Unexpected power plant shutdowns, low wind speeds, which hit renewable generators, and low electricity imports, prompted EirGrid to issue system alerts on Tuesday and Wednesday.
Around one-third of Irish power plants were out of action earlier in the week, many because of unexpected problems that forced unscheduled shutdowns.
EirGrid pledged to continue monitoring the situation and working with generators and large energy users to maximise available supplies.
“We are also working with the regulator, the Commission for Regulation of Utilities and with the Department of Environment, Climate and Communications on solutions that will address security of supply in the medium to long term,” the company said.
Ongoing squeezes on Irish electricity supplies combined with the prospect of gas shortages have sparked fears that homes and businesses could face power cuts this winter.
Meanwhile, Tánaiste Leo Varadkar said the Government should give consideration to introducing a windfall tax on the profits of energy companies, but noted that taxing “expected profits” risks deterring companies from investing in energy solutions here.
Varadkar reaction
Speaking in Roscommon Town, Mr Varadkar said it was important to acknowledge that the spiralling cost of energy was being driven predominantly by global trends.

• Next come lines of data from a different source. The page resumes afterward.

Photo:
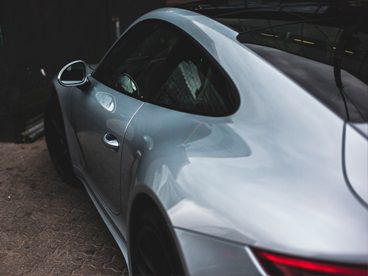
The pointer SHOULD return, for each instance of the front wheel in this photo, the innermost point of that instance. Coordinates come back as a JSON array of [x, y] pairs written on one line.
[[153, 248]]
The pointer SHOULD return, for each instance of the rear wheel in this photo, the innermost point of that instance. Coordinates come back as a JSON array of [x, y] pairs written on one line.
[[56, 141], [153, 248]]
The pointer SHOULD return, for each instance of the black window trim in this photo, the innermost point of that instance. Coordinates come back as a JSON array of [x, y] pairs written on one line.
[[212, 61]]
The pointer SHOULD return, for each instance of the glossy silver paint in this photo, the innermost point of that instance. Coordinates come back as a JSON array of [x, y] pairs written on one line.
[[271, 175]]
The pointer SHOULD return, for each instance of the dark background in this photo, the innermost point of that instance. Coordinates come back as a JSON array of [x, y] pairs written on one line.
[[43, 34]]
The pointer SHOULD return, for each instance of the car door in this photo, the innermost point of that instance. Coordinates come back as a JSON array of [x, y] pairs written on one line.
[[102, 111], [180, 82]]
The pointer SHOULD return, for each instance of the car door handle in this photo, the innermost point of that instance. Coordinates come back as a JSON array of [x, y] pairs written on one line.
[[111, 141]]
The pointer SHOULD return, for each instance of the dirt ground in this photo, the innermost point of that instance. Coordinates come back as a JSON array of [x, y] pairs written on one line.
[[46, 227]]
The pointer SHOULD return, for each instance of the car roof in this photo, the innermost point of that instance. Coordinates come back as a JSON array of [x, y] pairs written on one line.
[[235, 57]]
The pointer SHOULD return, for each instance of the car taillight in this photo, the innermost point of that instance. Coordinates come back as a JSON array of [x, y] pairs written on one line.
[[281, 265]]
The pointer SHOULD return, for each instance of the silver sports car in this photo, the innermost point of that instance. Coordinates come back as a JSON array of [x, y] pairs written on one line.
[[230, 145]]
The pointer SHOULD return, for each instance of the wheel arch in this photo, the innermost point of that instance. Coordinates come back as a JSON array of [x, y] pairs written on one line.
[[143, 199]]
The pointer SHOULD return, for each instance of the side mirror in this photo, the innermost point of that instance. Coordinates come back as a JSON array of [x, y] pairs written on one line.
[[73, 74]]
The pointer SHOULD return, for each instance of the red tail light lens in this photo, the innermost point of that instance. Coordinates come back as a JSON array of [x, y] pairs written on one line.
[[282, 265]]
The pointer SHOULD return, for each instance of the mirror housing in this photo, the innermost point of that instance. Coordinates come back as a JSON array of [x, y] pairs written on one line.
[[73, 74]]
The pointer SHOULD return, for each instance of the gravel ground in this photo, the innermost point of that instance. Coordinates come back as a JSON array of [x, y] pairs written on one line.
[[46, 227]]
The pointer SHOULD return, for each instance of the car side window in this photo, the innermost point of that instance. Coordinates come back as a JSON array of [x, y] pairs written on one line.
[[158, 63], [192, 83], [140, 51]]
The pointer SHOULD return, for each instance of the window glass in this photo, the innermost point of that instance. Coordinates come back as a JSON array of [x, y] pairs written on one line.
[[160, 64], [193, 84], [131, 63]]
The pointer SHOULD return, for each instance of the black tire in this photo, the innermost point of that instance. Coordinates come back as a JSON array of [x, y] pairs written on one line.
[[56, 141], [153, 248]]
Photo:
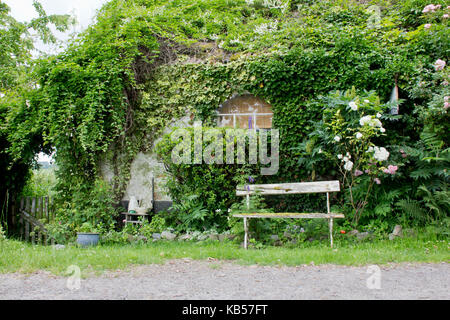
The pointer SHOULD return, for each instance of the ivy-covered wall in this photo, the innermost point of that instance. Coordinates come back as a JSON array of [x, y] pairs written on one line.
[[146, 64]]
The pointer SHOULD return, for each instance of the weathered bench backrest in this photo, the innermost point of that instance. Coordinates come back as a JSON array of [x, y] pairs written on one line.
[[289, 188]]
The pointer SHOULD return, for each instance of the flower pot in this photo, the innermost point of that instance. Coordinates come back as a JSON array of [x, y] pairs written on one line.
[[87, 239]]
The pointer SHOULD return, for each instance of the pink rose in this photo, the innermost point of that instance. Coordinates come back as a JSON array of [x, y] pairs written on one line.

“People are paying more because the international cost [of energy] has risen,” he said. “Some of it may be increased profits by companies, but that’s not predominantly why people are paying more.”
Mr Varadkar warned against a “short-term fix” that would deter investment by energy companies in the national grid. “We need to be very careful to make sure that if there is a windfall tax, that it’s on the windfall element of the profits,” he said.
“If it’s a tax on the windfall, that makes sense. But if it’s a tax on regular profits, expected profits, there’s a risk there that you might actually tip companies away from investing in the grid, away from investing in a new generation, away from investing in renewables. That would be a short-term fix, that actually creates a long-term problem.”
Mr Varadkar also noted that a percentage of profits made by energy companies are invested back into the State in various ways.